In maintaining order, the prince has some rules of thumb to follow. He should keep his word unless deceit is specifically called for. He should use admired private virtues if they do not interfere with the play of political power. A conception of human nature operates here. Machiavelli thinks the plain man is capable of some loyalty to a ruler. However, such a man is easily led. “Men are so simple,” Machiavelli writes, “and so ready to follow the needs of the moment that the deceiver will always find someone to deceive.” A prince must know how and when to mingle the fox’s cunning (the ability to avoid traps) with the lion’s strength (capacity to fight the wolves). He should often conceal his real motives. Internally, he must avoid conspiracies. Externally, he should keep enemies fearful of attacking. Against conspirators, the prince always has an advantage. Conspirators cannot work in isolation; thus they fear the existing laws and the threat of detection. Only when the population shows some open hostility need the prince genuinely fear conspirators.

Machiavelli realizes that people seldom get to choose the circumstances most favorable to their political hopes.
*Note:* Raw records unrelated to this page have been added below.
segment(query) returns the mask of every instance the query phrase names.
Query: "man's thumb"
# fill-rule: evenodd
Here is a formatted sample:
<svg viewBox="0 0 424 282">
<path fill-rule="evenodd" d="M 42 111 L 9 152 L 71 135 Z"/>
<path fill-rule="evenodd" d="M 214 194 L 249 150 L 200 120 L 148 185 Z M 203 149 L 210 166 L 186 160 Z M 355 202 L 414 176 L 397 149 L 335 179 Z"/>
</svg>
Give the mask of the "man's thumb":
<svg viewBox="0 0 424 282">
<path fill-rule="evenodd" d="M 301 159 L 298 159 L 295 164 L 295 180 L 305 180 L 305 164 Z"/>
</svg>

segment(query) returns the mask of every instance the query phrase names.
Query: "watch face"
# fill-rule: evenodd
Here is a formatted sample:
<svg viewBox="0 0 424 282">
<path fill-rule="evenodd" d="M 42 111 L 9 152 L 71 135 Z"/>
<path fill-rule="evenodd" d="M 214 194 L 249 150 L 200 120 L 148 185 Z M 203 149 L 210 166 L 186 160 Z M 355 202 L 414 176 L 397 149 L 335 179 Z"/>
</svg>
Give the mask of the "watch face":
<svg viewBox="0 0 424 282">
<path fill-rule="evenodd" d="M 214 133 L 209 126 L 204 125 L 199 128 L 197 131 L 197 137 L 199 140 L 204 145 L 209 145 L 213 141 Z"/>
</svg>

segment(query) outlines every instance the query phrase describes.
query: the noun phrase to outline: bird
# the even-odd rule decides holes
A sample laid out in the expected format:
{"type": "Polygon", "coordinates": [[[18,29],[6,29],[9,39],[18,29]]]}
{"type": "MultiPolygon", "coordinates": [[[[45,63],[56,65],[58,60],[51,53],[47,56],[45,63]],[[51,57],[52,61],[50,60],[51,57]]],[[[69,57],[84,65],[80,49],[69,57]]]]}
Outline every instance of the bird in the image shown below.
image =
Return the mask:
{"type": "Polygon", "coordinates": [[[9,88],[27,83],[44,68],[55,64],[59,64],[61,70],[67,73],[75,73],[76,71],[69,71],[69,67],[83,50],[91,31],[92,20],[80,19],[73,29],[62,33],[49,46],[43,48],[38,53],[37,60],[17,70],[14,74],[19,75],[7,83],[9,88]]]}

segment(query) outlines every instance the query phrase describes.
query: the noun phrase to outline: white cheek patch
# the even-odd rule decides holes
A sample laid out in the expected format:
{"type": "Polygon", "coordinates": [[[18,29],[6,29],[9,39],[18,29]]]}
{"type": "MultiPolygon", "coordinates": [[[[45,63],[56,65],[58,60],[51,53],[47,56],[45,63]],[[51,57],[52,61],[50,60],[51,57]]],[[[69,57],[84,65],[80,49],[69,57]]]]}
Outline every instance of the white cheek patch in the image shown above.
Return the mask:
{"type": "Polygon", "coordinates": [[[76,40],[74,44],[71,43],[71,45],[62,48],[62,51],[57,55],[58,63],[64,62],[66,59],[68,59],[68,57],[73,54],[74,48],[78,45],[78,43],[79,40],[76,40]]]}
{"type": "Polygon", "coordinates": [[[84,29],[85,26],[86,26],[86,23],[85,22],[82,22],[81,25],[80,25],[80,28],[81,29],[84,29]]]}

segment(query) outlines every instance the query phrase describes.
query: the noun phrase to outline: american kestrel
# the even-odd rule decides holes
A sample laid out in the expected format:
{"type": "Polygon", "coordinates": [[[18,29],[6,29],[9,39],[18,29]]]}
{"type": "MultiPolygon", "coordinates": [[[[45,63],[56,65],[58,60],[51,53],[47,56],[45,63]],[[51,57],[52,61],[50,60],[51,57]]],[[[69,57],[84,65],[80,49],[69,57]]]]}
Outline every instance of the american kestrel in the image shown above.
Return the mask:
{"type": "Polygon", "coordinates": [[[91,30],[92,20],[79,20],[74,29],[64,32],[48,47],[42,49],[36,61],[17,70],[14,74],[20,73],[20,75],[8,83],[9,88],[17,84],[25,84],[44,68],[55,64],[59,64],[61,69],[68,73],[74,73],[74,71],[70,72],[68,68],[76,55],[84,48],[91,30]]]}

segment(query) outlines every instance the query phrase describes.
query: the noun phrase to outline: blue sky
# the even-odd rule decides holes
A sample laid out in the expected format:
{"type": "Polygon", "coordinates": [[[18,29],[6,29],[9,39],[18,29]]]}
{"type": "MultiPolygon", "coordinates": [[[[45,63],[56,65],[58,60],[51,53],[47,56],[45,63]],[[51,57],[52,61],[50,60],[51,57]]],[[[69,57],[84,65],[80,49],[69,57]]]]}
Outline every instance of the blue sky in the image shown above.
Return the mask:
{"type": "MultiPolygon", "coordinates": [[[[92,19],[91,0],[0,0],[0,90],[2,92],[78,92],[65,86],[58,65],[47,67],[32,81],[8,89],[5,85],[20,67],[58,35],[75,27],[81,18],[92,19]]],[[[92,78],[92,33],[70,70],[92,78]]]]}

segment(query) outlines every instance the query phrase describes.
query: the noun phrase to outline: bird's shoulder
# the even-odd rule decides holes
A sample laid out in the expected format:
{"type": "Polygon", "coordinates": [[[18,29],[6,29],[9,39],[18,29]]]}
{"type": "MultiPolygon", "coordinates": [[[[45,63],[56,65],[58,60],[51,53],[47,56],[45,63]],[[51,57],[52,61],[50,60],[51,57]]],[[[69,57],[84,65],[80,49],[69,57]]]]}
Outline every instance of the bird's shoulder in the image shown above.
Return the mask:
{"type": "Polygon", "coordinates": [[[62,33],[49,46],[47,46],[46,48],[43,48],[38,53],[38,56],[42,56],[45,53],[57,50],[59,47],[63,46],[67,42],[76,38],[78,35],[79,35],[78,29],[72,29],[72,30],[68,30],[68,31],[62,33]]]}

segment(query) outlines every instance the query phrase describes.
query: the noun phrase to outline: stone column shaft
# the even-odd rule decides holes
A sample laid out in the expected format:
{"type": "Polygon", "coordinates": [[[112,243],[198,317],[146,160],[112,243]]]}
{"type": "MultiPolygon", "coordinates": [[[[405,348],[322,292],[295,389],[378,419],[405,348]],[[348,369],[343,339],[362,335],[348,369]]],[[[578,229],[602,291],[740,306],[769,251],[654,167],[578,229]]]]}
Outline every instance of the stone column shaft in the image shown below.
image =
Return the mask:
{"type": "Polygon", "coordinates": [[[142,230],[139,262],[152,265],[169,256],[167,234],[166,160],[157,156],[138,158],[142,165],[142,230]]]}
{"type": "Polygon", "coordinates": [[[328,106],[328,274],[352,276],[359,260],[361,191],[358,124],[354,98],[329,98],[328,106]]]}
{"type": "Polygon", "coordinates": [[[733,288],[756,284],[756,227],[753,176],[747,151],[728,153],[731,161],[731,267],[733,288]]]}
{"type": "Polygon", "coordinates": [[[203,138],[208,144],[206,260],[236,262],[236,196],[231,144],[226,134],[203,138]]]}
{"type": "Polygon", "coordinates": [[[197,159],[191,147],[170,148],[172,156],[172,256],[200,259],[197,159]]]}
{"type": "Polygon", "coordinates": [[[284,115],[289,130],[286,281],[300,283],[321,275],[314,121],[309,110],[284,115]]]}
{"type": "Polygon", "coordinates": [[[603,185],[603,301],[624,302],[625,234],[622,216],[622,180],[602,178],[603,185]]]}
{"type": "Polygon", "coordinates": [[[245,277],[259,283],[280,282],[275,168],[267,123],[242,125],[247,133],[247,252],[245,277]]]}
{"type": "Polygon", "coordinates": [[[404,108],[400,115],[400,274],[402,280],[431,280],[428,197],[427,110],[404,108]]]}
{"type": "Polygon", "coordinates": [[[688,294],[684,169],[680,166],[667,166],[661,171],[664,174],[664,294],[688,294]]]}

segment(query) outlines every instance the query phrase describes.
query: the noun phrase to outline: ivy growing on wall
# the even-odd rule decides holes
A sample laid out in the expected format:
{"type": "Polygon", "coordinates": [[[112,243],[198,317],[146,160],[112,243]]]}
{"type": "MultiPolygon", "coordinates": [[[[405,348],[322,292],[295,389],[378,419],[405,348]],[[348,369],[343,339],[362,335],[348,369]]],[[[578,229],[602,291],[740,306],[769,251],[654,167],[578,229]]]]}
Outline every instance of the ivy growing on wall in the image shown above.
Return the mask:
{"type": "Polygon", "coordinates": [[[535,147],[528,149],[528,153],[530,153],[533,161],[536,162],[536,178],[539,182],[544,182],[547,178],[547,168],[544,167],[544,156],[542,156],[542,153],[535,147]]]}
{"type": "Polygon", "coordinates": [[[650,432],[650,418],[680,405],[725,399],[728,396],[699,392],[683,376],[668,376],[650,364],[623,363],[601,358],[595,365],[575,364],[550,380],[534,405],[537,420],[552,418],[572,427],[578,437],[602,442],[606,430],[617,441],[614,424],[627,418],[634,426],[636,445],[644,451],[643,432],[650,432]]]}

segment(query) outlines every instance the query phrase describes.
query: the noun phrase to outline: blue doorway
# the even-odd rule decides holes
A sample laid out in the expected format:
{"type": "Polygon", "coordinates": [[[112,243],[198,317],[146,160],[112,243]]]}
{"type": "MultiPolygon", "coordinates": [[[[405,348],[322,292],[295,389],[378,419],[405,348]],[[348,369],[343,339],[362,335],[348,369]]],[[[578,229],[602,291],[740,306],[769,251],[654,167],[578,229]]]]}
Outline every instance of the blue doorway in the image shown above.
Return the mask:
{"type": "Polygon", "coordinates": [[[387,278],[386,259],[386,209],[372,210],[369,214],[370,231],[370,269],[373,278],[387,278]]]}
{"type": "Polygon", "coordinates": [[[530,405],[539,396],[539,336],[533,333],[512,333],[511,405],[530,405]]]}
They must settle for what is possible rather than for the ideal. Princes must avoid the lures of utopian political constructions, “for how we live is so different from how we ought to live that he who studies what ought to be done rather than what is done will learn the way to his downfall rather than to his preservation.” Machiavelli regards people as weak, fickle, and subject to changing loyalties. These psychological traits are the bedrock on which a wise prince must build his policies.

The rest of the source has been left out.